Games No Longer Too Cool for School, Portal Becomes Required “Reading” at a College
Have you ever heard of some awesome class about Harry Potter, Lord of the Rings, or why Lord of the Rings is totally better than Harry Potter, so suck it, losers, and thought, “Man, I sure went to the wrong college”? Well, you're not alone. Because unless you count yourself among Wabash College's proud few, odds are, making GlaDOS eat her hilarious words isn't doing your GPA any favors.
“Alongside Gilgamesh, Aristotle's Politics, John Donne's poetry, Shakespeare's Hamlet, and the Tao Te Ching, freshmen at Wabash will also encounter a video game called Portal,” wrote professor Michael Abbott, who you may recognize as creator of the fantastic Brainy Gamer blog.
The course, titled “Enduring Questions,” is one of a few freshman seminars required for all freshmen. Its main focus is on the nature of humanity as depicted by a number of “classic and contemporary works from multiple disciplines.” And so, what better work for brainy college students than one of gaming's greatest brain-benders?

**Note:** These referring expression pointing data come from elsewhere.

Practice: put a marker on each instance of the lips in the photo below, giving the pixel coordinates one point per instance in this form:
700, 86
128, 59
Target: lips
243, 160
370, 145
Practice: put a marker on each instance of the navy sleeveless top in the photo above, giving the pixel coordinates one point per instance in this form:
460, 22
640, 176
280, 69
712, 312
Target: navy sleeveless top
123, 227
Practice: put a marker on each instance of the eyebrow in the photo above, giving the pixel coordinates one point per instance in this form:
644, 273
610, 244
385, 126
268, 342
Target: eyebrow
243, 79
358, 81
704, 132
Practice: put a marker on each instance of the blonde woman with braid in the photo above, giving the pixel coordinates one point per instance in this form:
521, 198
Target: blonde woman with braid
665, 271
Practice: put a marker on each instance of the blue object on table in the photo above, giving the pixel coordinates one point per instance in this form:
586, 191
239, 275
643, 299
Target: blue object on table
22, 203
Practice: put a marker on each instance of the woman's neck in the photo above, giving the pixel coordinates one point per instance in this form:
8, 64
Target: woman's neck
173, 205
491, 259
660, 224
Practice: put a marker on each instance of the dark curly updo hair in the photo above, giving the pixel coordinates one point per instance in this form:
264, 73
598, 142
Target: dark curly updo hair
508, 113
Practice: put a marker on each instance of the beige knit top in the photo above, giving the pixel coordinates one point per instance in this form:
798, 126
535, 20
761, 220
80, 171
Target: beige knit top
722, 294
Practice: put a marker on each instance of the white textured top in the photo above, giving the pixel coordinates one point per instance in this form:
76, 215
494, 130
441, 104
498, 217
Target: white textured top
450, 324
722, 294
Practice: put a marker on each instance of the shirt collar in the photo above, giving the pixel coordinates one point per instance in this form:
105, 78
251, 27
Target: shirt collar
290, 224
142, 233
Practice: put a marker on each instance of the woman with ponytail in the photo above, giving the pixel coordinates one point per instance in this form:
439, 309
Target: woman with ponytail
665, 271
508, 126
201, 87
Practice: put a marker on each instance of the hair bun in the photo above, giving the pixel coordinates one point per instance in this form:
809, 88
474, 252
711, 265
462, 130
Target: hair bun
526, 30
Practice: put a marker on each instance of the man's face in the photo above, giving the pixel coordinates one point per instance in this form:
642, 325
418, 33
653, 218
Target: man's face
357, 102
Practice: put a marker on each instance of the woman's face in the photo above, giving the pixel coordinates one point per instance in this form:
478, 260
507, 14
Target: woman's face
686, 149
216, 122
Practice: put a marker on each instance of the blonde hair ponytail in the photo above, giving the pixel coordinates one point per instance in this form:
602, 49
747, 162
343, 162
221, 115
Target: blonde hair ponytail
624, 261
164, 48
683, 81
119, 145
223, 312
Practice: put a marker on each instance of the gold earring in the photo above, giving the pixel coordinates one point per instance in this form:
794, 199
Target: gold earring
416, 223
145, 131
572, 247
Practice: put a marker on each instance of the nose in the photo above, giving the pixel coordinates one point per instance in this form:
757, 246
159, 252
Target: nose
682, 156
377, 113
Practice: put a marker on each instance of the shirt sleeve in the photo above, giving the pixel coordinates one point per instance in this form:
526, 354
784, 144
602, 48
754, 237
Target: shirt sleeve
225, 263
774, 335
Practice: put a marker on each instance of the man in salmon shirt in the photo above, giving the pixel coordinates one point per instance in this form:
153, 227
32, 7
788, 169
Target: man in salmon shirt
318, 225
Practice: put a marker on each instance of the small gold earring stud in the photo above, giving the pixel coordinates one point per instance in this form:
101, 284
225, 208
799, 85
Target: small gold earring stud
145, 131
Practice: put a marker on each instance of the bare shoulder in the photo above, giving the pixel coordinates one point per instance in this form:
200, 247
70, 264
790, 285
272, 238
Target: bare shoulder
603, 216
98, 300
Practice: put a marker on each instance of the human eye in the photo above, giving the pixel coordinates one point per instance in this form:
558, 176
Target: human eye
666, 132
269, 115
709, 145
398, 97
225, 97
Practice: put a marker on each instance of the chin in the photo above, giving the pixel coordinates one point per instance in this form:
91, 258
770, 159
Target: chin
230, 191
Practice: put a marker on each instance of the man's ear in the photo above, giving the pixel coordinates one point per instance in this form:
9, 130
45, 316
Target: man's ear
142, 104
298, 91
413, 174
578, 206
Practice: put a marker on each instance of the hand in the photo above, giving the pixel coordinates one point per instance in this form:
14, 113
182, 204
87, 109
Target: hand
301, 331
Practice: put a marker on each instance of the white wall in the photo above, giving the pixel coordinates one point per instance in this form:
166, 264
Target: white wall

“My very first thought was Portal. Accessible, smart, cross-platform, relatively short, full of big ideas worth exploring. I played it again to be sure my impressions still held. No problem there. If anything, I admire the game more now than when it first appeared. A beautiful design,” Abbott wrote.
So, best college course ever or greatest college course ever? Now then, if only we could get our “Crowbar Physics Taught by That LHC Guy Who Looks Kinda Like Gordon Freeman” class off the ground. The practical applications are – as you'd expect – innumerable.